More than 1.1 million barrels of oil aboard ‘FSO Safer’ off Yemeni coast at high risk of leaking or exploding

Experts and analysts are calling for urgent action on the FSO Safer,  a rusting oil tanker off Yemen, fearing it could the Middle East's next ticking time bomb after the explosion in Beirut last week.

The tanker, neglected for five years as were the ammonium nitrate stores in a Beirut port warehouse, was once used as an offshore storage platform for Yemen's oil exports.

Experts are calling for urgent action to secure the ship, which was built in 1976, so that it does not explode or leak its cargo of 1.14 million barrels of oil.
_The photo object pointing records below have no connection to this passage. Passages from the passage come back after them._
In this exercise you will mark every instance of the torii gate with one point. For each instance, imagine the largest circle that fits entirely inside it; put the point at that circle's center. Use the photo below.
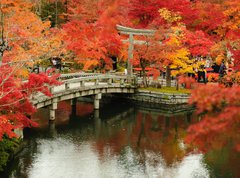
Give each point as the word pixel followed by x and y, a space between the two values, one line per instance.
pixel 131 32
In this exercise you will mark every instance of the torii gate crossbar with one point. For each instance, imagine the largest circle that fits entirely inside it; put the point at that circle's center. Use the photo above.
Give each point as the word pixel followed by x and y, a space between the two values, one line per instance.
pixel 131 32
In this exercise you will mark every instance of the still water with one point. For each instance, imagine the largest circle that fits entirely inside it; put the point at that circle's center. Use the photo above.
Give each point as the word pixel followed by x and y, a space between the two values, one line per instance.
pixel 122 140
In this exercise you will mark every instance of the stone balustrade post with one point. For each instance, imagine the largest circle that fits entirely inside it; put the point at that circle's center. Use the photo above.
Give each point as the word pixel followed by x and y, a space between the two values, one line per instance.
pixel 110 81
pixel 52 110
pixel 74 106
pixel 97 98
pixel 82 83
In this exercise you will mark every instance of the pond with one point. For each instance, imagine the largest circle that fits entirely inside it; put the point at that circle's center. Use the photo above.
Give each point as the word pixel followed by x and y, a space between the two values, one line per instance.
pixel 121 140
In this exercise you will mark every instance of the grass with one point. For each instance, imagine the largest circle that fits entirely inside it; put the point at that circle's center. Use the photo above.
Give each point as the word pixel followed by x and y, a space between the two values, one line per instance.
pixel 168 90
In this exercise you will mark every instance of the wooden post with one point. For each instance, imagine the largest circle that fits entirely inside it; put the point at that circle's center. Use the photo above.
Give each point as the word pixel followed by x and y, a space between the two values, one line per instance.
pixel 97 98
pixel 74 106
pixel 130 56
pixel 52 109
pixel 168 76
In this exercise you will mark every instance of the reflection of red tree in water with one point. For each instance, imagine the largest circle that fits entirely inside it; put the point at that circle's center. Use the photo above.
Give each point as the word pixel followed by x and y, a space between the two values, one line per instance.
pixel 62 113
pixel 84 108
pixel 156 134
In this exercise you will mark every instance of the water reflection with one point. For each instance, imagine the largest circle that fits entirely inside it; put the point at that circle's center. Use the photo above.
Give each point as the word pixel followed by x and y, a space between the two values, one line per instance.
pixel 119 141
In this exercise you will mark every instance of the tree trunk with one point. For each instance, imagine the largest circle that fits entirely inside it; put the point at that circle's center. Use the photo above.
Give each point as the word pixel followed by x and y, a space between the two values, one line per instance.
pixel 168 76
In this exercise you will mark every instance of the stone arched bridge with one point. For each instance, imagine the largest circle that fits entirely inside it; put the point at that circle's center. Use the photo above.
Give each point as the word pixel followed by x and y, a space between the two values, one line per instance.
pixel 77 85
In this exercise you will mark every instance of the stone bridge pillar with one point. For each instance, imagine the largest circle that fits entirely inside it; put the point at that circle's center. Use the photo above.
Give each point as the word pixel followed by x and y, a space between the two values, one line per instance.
pixel 52 110
pixel 97 98
pixel 74 106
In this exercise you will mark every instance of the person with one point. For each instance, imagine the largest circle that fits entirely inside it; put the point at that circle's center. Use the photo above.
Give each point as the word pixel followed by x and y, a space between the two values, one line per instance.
pixel 222 70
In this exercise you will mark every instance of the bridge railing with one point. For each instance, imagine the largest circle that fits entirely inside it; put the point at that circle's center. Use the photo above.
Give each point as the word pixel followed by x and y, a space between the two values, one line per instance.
pixel 94 81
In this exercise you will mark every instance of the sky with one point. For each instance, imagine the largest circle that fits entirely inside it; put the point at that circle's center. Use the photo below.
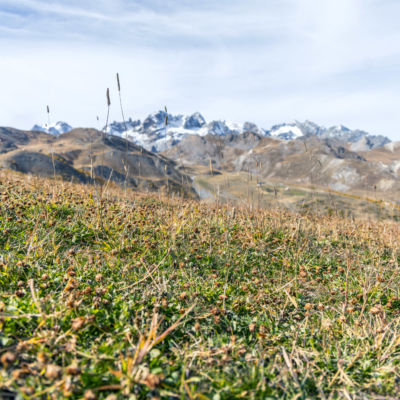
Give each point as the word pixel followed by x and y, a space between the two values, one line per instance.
pixel 265 61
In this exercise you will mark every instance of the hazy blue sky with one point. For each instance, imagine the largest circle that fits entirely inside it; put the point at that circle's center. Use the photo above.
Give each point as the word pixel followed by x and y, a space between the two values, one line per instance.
pixel 266 61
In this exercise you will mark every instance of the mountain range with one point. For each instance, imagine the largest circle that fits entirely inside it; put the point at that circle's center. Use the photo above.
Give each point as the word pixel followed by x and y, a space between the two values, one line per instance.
pixel 299 153
pixel 153 135
pixel 85 155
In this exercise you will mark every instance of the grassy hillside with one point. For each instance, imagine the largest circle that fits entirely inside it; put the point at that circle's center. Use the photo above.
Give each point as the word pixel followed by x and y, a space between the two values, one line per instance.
pixel 172 299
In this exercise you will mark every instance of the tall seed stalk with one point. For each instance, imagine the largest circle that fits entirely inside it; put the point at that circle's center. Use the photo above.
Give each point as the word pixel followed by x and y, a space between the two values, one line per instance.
pixel 165 136
pixel 102 158
pixel 52 149
pixel 125 163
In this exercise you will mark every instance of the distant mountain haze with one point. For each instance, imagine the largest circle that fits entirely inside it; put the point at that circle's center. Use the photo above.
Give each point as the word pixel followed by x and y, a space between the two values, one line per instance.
pixel 152 134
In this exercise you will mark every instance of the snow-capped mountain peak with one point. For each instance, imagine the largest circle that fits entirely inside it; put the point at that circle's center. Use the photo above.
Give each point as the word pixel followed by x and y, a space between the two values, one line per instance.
pixel 152 134
pixel 55 128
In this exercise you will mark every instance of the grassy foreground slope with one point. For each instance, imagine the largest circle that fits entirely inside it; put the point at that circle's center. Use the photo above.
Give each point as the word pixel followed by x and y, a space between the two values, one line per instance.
pixel 172 299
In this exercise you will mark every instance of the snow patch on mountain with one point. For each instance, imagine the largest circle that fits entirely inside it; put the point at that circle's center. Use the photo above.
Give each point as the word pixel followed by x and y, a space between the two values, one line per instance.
pixel 153 135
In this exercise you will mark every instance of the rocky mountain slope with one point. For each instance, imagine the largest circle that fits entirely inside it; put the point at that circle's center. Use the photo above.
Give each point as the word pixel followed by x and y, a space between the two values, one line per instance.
pixel 307 160
pixel 152 134
pixel 82 153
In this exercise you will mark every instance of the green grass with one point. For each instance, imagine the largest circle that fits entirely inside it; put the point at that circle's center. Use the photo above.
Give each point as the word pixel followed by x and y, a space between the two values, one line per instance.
pixel 174 299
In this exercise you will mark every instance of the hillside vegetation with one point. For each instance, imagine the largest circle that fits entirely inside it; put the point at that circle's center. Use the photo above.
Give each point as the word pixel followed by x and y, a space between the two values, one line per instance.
pixel 146 297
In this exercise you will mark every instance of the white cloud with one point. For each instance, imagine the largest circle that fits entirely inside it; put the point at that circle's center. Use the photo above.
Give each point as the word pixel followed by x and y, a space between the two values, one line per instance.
pixel 330 61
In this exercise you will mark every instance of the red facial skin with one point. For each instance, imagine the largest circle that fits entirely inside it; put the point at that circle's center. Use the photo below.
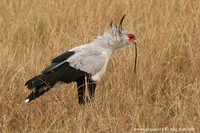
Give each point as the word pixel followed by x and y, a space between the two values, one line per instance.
pixel 131 37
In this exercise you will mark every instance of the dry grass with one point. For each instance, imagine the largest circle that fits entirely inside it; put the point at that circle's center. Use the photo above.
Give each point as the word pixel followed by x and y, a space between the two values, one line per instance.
pixel 166 93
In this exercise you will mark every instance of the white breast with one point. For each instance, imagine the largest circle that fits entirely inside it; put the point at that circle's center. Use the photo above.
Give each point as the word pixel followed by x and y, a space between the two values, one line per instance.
pixel 98 75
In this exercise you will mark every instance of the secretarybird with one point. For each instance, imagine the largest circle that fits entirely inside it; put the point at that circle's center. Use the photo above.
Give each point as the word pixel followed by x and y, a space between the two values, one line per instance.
pixel 84 64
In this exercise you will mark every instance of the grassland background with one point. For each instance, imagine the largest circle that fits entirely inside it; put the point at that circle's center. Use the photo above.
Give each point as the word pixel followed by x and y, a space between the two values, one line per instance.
pixel 165 94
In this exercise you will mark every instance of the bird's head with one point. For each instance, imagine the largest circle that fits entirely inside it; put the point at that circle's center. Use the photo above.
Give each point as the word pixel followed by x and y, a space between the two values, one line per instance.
pixel 119 38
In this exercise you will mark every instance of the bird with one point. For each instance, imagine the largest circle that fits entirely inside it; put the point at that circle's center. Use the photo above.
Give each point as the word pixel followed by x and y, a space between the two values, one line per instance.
pixel 84 64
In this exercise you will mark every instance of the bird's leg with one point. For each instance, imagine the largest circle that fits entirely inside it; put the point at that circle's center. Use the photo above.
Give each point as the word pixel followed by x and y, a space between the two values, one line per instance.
pixel 91 89
pixel 81 92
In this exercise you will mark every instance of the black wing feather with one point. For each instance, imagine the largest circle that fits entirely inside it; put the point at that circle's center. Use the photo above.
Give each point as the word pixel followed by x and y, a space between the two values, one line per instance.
pixel 63 56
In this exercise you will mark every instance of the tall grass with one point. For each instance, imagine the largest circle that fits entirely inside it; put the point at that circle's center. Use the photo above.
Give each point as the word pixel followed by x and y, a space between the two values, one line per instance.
pixel 166 92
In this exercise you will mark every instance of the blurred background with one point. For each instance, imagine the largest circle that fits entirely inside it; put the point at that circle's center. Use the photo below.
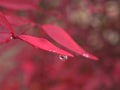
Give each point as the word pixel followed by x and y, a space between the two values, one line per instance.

Long past its useful life and neglected during five years of war, the ship already shows signs of its age.

Cracks have appeared in the vessel’s hull, allowing seawater to seep inside, the UN said in a report.

It plans to send a team of experts to carry out studies on the ship.

But work to make it safe or offload its cargo – valued at about $80 million (Dh293.8m) – has been delayed by the Iran-backed Houthi rebels, who control Hodeidah and access to the ship.

A Yemeni analyst, Ibrahim Jala, called last week for action on the Safer  after 2,700 tonnes of ammonium nitrate exploded at Beirut's port on Tuesday, having been stored there for six years.

Mr Jala, of the Middle East Institute, said 4,900 tonnes of the compound, nearly double the amount left in the Lebanese warehouse, is being stored at the port in Aden.

He described this and the Safer  as nightmare situations.

If the oil aboard the ship leaks, analysts predict, it could cause a catastrophe that would outstrip some of the world’s worst oilspills and cause irreparable damage to much of the Red Sea’s wildlife and coast.